Ein Work & Travel-Arrangement führt die gelernte Tischlerin Sofie nach Island, da ihr Arbeitsplatz in Hamburg nicht mehr existiert und auch privat nicht mehr alles „rund“ läuft. Wie es der Zufall so will, fällt ihr ein Päckchen mit Notizen in die Hände, in dem sie sogleich neugierig zu lesen beginnt: die Zeilen scheinen sehr privat zu sein und ins Deutschland im Jahre 1936 zurückzuschweifen.

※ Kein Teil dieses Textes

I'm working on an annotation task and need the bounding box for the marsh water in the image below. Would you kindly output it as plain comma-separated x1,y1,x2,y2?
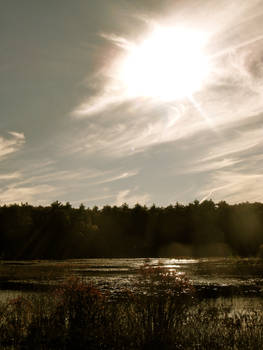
1,258,263,311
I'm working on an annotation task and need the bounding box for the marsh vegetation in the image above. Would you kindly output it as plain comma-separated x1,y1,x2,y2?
1,200,263,348
0,262,263,349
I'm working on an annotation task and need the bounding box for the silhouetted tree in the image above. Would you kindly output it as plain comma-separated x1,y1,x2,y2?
0,200,263,259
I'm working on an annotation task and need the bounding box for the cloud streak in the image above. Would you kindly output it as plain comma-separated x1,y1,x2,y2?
64,0,263,204
199,171,263,204
0,184,54,205
71,0,263,161
0,132,25,159
115,189,150,207
3,0,263,206
0,161,140,206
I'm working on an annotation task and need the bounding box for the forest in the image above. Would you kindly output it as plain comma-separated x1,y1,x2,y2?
0,200,263,259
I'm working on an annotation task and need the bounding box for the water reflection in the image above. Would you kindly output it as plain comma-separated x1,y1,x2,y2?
0,258,263,311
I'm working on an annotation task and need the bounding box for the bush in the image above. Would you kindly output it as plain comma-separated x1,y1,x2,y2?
0,265,262,349
121,263,195,349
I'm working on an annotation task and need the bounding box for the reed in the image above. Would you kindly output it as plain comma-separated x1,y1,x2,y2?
0,264,262,349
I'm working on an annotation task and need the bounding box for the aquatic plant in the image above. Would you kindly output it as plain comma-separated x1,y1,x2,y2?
0,268,262,349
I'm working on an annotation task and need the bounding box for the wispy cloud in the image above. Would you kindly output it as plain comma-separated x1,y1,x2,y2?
0,132,25,199
199,171,263,203
0,132,25,159
70,0,263,163
3,0,263,206
70,194,115,207
0,162,140,206
92,170,138,185
15,167,138,189
115,189,150,207
0,184,55,205
198,128,263,165
189,158,241,174
0,172,21,181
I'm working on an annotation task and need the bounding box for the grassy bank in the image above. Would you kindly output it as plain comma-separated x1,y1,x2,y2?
0,265,262,349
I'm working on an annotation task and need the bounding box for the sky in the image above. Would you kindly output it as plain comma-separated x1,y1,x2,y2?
1,0,263,207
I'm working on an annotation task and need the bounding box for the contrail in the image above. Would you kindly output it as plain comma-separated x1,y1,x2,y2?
210,33,263,60
187,94,221,136
189,31,263,133
200,190,214,203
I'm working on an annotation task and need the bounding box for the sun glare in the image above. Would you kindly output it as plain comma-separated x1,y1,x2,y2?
117,26,210,101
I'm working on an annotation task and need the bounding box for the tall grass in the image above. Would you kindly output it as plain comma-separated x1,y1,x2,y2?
0,264,262,349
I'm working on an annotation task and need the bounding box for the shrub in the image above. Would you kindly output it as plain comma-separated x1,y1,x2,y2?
121,262,195,349
0,266,263,349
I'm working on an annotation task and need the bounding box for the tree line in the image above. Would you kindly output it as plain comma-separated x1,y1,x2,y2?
0,200,263,259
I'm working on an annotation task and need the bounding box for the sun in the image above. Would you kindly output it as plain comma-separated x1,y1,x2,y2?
116,26,210,101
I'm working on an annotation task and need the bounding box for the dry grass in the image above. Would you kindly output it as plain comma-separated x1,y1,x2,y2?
0,264,262,349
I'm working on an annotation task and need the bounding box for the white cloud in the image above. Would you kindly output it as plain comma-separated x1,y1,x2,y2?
70,194,115,206
3,0,262,207
115,189,150,206
8,131,25,140
70,0,263,162
17,167,138,189
0,184,54,205
0,162,140,206
187,158,241,174
199,171,263,203
0,172,21,181
0,132,25,159
198,128,263,164
92,170,138,185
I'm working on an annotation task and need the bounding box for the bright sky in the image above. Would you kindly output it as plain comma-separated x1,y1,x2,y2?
1,0,263,206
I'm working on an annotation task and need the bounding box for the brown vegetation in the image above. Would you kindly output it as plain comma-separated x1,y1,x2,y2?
0,264,262,349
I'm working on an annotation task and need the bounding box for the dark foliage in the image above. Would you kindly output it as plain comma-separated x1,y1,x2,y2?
1,200,263,259
0,272,262,350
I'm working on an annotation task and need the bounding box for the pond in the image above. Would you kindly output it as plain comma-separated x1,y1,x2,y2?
0,257,263,311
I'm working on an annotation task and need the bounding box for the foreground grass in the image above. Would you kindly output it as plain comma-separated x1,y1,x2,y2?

Aha, typisches Konzept, denke ich mir zu Beginn, aber was auf den ersten Blick eine ganz durchschnittliche Geschichte werden dürfte, entpuppt sich immer mehr zu einer sehr berührenden Zeit- und Länderreise. Eng ineinander verflochten präsentieren sich Sofies Arbeits- und Urlaubsleben auf der nordländischen Insel und die immer bedrohlicheren Bedingungen für die jüdische Kaufmannsfamilie Rosenberg Ende der 1930er-Jahre im deutschen Lüneburg.

Der Spannungsbogen beginnt eher flach, nimmt jedoch von Kapitel zu Kapitel stetig zu und lässt den Leser schließlich mit Tränen in den Augen zurück. Voller Gefühl schildert Autorin Karin Lindberg die einzelnen Ereignisse und man spürt förmlich, wie viel Herzblut in jede Szene geflossen ist. Detailgetreue Schilderungen lassen jede Zeit, heute wie damals, so plastisch und greifbar werden, so lebendig, als wäre man selbst mitten drin in einer Achterbahn aus höchstem Glücksgefühl und tiefgreifendsten Problemen. Beide Hauptfiguren – Luise und Sofie – sind als starke Frauen konzipiert, die ihren Weg gehen, auch wenn er steinig ist und von Schmerzen erfüllt.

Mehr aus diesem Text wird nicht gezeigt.